The Act only gives this competent authority three types of powers: (I) exercising control over the properties attached by the government under Section 4(1), (ii) exercising such other powers as are necessary to carry out the Act’s purposes, and (iii) compounding an offence punishable under Section 5 prior to the institution of the prosecution.

Even if the court can disregard the reasonings given in the decision in P.S.Chellamuthu v. State on the basis that the Supreme Court granted a stay of execution of the said Judgment, court cannot come to any other conclusion about the police’s power to investigate an offence punishable under Section 5 of the TNPID Act.

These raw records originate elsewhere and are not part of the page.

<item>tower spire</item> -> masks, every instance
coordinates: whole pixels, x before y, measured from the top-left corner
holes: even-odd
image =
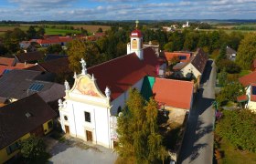
[[[136,21],[135,21],[135,23],[136,23],[136,29],[138,29],[138,26],[139,26],[139,21],[138,21],[138,20],[136,20]]]

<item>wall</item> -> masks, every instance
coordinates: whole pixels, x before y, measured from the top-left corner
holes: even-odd
[[[48,122],[52,123],[52,128],[48,128]],[[47,121],[46,123],[44,123],[43,124],[43,128],[44,128],[44,134],[45,135],[48,134],[53,129],[53,121],[52,121],[52,119],[50,119],[50,120]]]
[[[27,133],[27,134],[24,135],[23,137],[21,137],[19,139],[16,140],[15,142],[16,142],[18,140],[24,140],[24,139],[29,138],[29,136],[30,136],[30,134]],[[13,142],[13,143],[15,143],[15,142]],[[12,145],[12,144],[10,144],[10,145]],[[4,162],[7,161],[8,159],[13,158],[15,155],[16,155],[19,152],[19,150],[17,149],[15,152],[13,152],[12,154],[7,155],[6,148],[7,147],[0,149],[0,163],[4,163]]]

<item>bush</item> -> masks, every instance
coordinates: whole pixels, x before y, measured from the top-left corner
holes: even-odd
[[[22,157],[28,162],[41,160],[46,157],[46,145],[42,138],[31,136],[20,145]]]
[[[239,149],[256,152],[256,114],[249,109],[225,110],[216,133]]]

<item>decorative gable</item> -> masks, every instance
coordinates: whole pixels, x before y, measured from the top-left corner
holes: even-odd
[[[106,98],[99,89],[93,76],[91,77],[89,74],[80,75],[75,79],[75,84],[69,92]]]

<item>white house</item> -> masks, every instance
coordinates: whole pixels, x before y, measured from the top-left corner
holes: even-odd
[[[94,144],[114,148],[118,139],[116,117],[124,107],[129,89],[147,91],[148,87],[144,87],[148,84],[145,82],[147,77],[150,77],[152,82],[147,87],[152,89],[155,78],[157,78],[161,72],[157,69],[163,67],[152,47],[143,48],[142,38],[138,29],[133,31],[132,47],[127,46],[128,55],[94,66],[88,70],[85,61],[81,59],[81,73],[75,73],[75,82],[71,88],[69,83],[65,82],[66,96],[64,101],[59,101],[63,131]],[[183,87],[183,85],[179,87]],[[157,90],[155,94],[158,96],[161,93],[157,93]]]
[[[256,71],[241,77],[239,81],[244,87],[246,94],[237,97],[238,102],[256,112]]]

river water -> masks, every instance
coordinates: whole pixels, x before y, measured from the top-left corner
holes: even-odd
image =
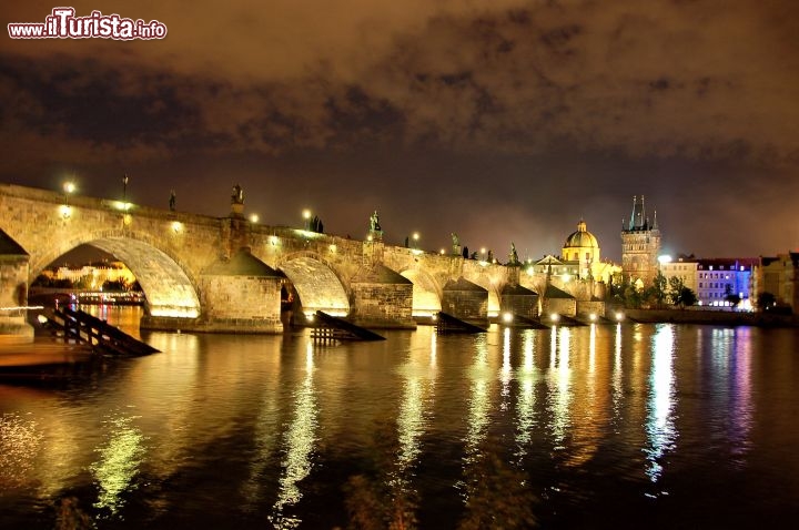
[[[799,330],[385,335],[142,332],[162,353],[0,385],[0,528],[799,521]]]

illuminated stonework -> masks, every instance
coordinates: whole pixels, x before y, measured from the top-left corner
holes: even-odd
[[[306,315],[317,310],[346,316],[350,302],[338,277],[328,266],[310,256],[284,262],[279,267],[291,279]]]
[[[200,316],[200,299],[194,286],[174,259],[162,251],[124,237],[95,239],[91,245],[113,254],[128,265],[144,292],[150,315]]]

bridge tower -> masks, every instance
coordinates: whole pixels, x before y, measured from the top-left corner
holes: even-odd
[[[621,273],[630,283],[644,287],[651,284],[658,272],[660,230],[657,211],[651,222],[646,214],[644,195],[633,196],[629,222],[621,222]]]

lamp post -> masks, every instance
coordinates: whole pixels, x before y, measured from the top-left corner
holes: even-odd
[[[67,220],[72,215],[72,207],[69,205],[69,197],[72,195],[75,191],[75,185],[72,181],[64,182],[63,185],[64,190],[64,203],[63,206],[61,206],[61,216]]]

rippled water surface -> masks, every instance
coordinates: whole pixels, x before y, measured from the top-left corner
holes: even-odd
[[[161,354],[0,384],[0,528],[799,520],[795,329],[386,336],[152,333]]]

In its whole, the appellant’s second argument overlooks one additional crucial fact. The FIR filed against the appellant and its Directors in Cr.No.05 of 2015 is not only for an offence under Section 5 of the TNPID Act, but also for an offence under Section 420 of the Indian Penal Code. The court was amazed as to why the Economic Offences Wing is unable to conduct an investigation into the offence under Section 420 IPC. As a result it was held that the second argument is similarly without validity. Therefore, the writ appeal was denied. 

Analysis

The judgement passed by the court is right and totally justified. The judge has looked into every small aspect of the situation and has rightly interpreted it in the light of the current laws, annexed evidences and previous judgements. The court has taken into consideration a lot of previous judgement like that of where a similar situation took place and has given its judgement in consonance of the principles laid down by these previous judgements.The Court was correct in declining to hear a writ petition for quashing a FIR filed under Article 226. The learned Judge’s ruling declining to intervene with a criminal complaint inquiry does not call for any interference. Any intervention with the inquiry, even at the FIR stage, would endanger the interests of over 6500 depositors who are owed a total of Rs. 55 crores. It would also put the interests of five separate banks in jeopardy, with a massive amount of Rs.189 crores owed to them. The judgement has been done considering all the depositor in the interest of public. This shows how the court has maintained a balance in its judgement.

Conclusion

This case had a great impact with relation to the laws governing the company which have been taking the deposits and was defaulting. It was found they were using the legal procedures to its own advantages by repeatedly making representations before several courts as well as even in the High Court. “Promises are like crying babies in a theatre, they should be carried out at once” was said by the court. As a result, the Court was correct in declining to decide whether the appellant is carrying on the business of taking deposits or not & FIR filed is within the purview of law.